There are further layers of complexity, involving individual teachers in individual schools assessing whether a student has a disability, assessing the nature and level of that disability, and deciding whether the disability requires teachers to make ‘adjustments’ to ensure students are not disadvantaged in their education. It’s about ensuring students’ rights are met.
If teachers, applying their professional judgement, decide they do need to make adjustments, they then have to decide the level of adjustment – whether they can meet the needs of students by adapting their normal teaching practices, or whether the students need additional support. If they do need that support, then teachers have to decide at what level – supplementary, substantial or extensive.
This process is called the Nationally Consistent Collection of Data for Students with Disability (NCCD). It’s supported by all levels of government and all school sectors, and based on legislation and regulation that mean that schools are legally obliged to meet student needs.
Another level of complexity was added this year when, under the Australian Government’s Gonski 2.0 education reforms, government funding for students with disability was tied to the NCCD.

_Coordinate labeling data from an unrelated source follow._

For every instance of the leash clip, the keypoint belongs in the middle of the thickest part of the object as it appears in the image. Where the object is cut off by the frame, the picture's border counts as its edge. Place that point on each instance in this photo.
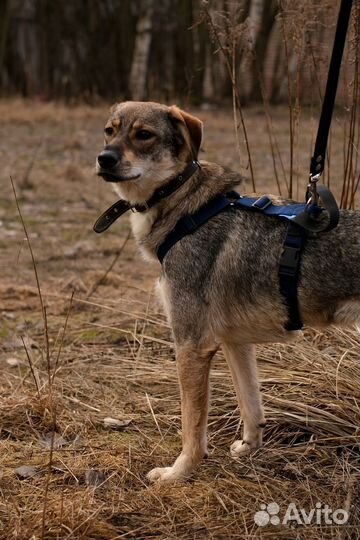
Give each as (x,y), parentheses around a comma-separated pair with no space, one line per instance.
(312,196)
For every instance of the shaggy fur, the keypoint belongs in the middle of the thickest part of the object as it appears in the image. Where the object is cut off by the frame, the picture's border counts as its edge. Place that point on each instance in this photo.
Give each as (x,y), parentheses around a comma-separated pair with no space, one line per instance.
(220,285)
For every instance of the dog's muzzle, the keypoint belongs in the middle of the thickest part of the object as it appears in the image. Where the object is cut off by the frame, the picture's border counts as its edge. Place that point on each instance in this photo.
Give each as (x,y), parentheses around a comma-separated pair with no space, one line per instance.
(108,159)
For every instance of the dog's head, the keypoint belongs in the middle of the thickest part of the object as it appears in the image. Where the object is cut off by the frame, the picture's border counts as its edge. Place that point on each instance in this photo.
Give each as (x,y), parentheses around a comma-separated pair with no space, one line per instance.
(145,144)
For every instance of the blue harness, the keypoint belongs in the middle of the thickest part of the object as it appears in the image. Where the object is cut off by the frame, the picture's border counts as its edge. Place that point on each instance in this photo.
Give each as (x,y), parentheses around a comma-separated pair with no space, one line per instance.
(296,234)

This change addresses the weaknesses of the previous system, which imposed onerous clinical assessments on students and narrowly defined disability in a way that underestimated the number who might need additional support.

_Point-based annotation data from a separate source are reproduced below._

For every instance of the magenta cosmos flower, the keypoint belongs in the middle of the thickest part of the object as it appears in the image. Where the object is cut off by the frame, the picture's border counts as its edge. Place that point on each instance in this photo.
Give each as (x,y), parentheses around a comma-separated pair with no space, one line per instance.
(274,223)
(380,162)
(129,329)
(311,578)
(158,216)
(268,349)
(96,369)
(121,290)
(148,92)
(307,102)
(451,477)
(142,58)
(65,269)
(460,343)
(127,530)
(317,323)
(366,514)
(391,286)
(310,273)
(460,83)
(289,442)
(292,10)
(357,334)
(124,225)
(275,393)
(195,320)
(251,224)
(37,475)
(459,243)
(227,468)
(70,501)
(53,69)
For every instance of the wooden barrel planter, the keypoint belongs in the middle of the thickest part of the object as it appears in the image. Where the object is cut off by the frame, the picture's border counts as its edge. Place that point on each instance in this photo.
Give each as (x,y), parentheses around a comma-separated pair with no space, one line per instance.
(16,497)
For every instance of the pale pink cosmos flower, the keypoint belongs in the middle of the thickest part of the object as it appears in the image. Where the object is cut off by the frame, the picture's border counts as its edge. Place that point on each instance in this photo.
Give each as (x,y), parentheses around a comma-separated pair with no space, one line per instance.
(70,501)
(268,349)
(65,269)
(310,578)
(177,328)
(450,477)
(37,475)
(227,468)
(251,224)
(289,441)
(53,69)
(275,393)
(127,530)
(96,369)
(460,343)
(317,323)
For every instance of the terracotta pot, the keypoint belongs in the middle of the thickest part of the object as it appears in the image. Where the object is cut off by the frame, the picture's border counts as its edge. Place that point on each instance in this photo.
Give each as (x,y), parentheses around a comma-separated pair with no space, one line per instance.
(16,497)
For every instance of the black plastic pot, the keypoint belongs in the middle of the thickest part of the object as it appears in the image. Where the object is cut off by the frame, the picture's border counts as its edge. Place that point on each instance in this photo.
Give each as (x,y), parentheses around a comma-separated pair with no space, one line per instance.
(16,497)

The new system, based on definitions of disability in the Disability Discrimination Act, is much broader. And it draws on the practical day-to-day and face-to-face experience of classroom teachers who are better able to identify students who need support.
As a result, it’s no surprise that schools are reporting higher numbers under the NCCD.
As noted, up until this year there was no link between the NCCD and Australian Government funding. But not all students judged to have a disability are eligible for support that involves additional funding – those with asthma or allergies, for example.
Since it’s a new system, and while external consultants have declared the data collected so far is robust, some of the imperfections, variations and inconsistencies take time to become apparent and can be rectified.
Some of the variations in assessments between schools and states depend on the experience and understanding of the new model of the teachers involved.
The Australian Government recognises that this is a massive undertaking and is spending $20 million to ensure the quality of the data. People involved in education, include ISV staff, recognise that some teachers might need additional training, professional learning and more information on the NCCD model so that it is consistently applied.
For its part, ISV is committed to ensuring the system is based on quality data.
Our staff have undertaken data moderation with Member Schools and with schools in other sectors. We have explained to Member Schools the nationally consistent guidelines. And, in our engagement with departmental officials and school sector representatives, we have continually stressed the need for greater quality assurance and moderation of data in all school sectors.
As I said, this is a massive and complicated undertaking – but it’s one that’s worth doing and one we’re committed to improving.